Nick (David Giuntoli) and Hank (Russell Hornsby) investigate the case and decide to ask the detective who investigated the death of the owners. He states that they were nearly unrecognizable and they were electrocuted to 200,000 amperes. He also adds that the woman, Patty Donovan (Caren Calderon) was having an affair with her husband’s co-worker, Theo, who has been a prime suspect since she chose her husband, Stetson, over him. After Juliette causes an accident using her powers, Renard takes her to a cafe where he gives her a number in a note to a woman named Henrietta (Garcelle Beauvais) and after she memorizes the numbers, the numbers move over the paper.

Nick and Hank interrogate the suspect's wife, Lily (Rebecca Wisocky), who admits that her husband died 5 years ago. She woges into a Scharfblicke and Nick tells her to reveal more. She reveals that the person on an image of the video is in fact Stetson (Derek Phillips), Patty's husband, who killed Theo for the affair and is also an eel-like Wesen named Matança Zumbido.

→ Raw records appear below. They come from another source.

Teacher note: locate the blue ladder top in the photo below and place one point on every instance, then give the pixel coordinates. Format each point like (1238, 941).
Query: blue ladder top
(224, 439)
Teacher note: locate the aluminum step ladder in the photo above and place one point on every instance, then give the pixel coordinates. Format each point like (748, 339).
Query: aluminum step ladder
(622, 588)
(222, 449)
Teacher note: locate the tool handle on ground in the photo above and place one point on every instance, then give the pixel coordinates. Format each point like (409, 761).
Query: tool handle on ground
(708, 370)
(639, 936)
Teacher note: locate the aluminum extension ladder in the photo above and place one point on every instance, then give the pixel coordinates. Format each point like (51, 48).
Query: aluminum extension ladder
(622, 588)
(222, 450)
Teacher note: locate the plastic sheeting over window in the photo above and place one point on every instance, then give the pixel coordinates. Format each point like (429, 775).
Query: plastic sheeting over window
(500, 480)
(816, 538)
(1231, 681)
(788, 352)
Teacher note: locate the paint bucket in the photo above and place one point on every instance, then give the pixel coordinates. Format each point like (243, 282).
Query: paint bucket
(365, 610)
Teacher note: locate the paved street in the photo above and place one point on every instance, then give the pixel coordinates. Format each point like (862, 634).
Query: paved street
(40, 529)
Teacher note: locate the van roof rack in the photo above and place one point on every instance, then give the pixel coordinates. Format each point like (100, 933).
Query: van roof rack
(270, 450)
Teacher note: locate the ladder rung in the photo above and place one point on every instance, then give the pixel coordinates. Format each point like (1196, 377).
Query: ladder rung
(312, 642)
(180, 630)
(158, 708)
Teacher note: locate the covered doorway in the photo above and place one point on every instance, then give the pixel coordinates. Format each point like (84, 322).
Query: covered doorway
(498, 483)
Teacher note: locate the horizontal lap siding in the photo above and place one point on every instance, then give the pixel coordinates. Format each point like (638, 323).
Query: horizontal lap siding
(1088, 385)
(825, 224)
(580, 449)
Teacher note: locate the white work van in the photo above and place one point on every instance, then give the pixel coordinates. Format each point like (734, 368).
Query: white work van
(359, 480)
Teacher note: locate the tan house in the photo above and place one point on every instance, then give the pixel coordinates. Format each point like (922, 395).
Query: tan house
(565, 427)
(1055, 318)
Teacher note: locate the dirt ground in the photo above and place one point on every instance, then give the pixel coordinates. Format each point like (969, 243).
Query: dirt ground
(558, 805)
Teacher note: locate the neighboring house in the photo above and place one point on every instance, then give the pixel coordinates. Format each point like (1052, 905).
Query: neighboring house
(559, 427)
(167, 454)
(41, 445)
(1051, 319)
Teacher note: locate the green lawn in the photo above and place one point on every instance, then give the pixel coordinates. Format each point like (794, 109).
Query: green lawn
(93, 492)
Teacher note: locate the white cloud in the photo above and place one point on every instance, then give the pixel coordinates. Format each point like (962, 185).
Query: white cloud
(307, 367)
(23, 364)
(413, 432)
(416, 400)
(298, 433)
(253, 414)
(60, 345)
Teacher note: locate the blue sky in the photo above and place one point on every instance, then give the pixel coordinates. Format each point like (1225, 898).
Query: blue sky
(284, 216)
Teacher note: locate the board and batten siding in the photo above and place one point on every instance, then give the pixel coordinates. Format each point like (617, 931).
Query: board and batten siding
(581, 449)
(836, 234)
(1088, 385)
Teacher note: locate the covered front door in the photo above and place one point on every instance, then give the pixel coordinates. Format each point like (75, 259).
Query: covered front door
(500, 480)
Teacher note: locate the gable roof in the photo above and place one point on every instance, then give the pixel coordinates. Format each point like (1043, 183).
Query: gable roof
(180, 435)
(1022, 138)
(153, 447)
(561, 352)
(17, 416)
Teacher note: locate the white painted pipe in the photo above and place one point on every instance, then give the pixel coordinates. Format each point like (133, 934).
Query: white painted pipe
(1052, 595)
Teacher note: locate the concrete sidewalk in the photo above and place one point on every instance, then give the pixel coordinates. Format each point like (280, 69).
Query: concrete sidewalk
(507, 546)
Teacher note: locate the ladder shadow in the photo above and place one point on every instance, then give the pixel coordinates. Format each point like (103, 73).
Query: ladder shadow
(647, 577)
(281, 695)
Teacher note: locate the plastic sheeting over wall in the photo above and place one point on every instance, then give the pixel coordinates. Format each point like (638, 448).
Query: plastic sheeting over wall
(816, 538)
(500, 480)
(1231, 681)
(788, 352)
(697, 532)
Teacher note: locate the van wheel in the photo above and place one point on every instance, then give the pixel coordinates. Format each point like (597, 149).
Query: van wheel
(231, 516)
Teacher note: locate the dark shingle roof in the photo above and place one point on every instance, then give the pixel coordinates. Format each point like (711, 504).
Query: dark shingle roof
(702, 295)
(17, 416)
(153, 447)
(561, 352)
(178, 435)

They find in the trailer that the only way to stop the Matança Zumbido is to pierce the opponent's ear and rub a special paste from a poison in the piercing.

That night, one of the bloggers, Paul (Shaun Brown), sneaks into the house and hides in the closet just as Stetson lures Lily (confusing her as Patty) into the room. Nick and Hank arrive at the house just as Paul is caught. Nick defeats Stetson but before he can arrest him, Lily shoots Stetson, causing him to send an electric wave over the house. Juliette arrives at Henrietta's house and she is greeted by her, saying they have to talk. Later that night, Renard notices blood dripping from his shirt and upon taking it off, he finds that they're dripping from his bullet wounds. He touches them and sees that there's no wound for the blood.

==Reception==
===Viewers===
The episode was viewed by 4.85 million people, earning a 1.3/4 in the 18-49 rating demographics on the Nielson ratings scale, ranking third on its timeslot and seventh for the night in the 18-49 demographics, behind Last Man Standing, Undercover Boss, Blue Bloods, 20/20, Hawaii Five-0, and Shark Tank. This was a 4% decrease in viewership from the previous episode, which was watched by 5.02 million viewers with a 1.3/4. This means that 1.3 percent of all households with televisions watched the episode, while 4 percent of all households watching television at that time watched it. With DVR factoring in, the episode was watched by 7.71 million viewers and had a 2.3 ratings share in the 18-49 demographics.

===Critical reviews===
"Death Do Us Part" received mixed reviews. Kathleen Wiedel from TV Fanatic, gave a 2.8 star rating out of 5, stating: "I can't help but find myself disappointed in Grimm Season 4 Episode 11 - and especially after last week's epic entry 'Tribunal,' this one just seems... blah. Grimm tackled ghosts before, and far more effectively, with La Llorona back in Grimm Season 2 Episode 9. The Wesen of the week here was simply a delusional electrical creature who was mad about his wife sleeping with another man."

MaryAnn Sleasman from TV.com, wrote, "Sometimes you just have to sit back and wonder what the frack you just watched. 'Death Do Us Part' wasn't particularly bad, but it sure wasn't great coming on the heels of the genuinely excellent episodes that Grimms been airing lately. It was your standard case-of-the-week fare. Admittedly, the new Wesen was cool and I'm always in favor of network TV pushing the gore limits. In the eyes of Standards & Practices, bare titties are traumatizing, but scorched, still-smoking corpses with melted eyes and cracked-open skulls are apparently totally fine."

Christine Horton of Den of Geek wrote, "So after the excitement of the last couple of episodes, it's difficult to get as animated about this week's Grimm, Death Do Us Part. Realistically, no one can expect 22-episodes of high octane action – otherwise Jason Statham would have his own TV series. So it's with some resignation that you realize this is a bridging episode at best."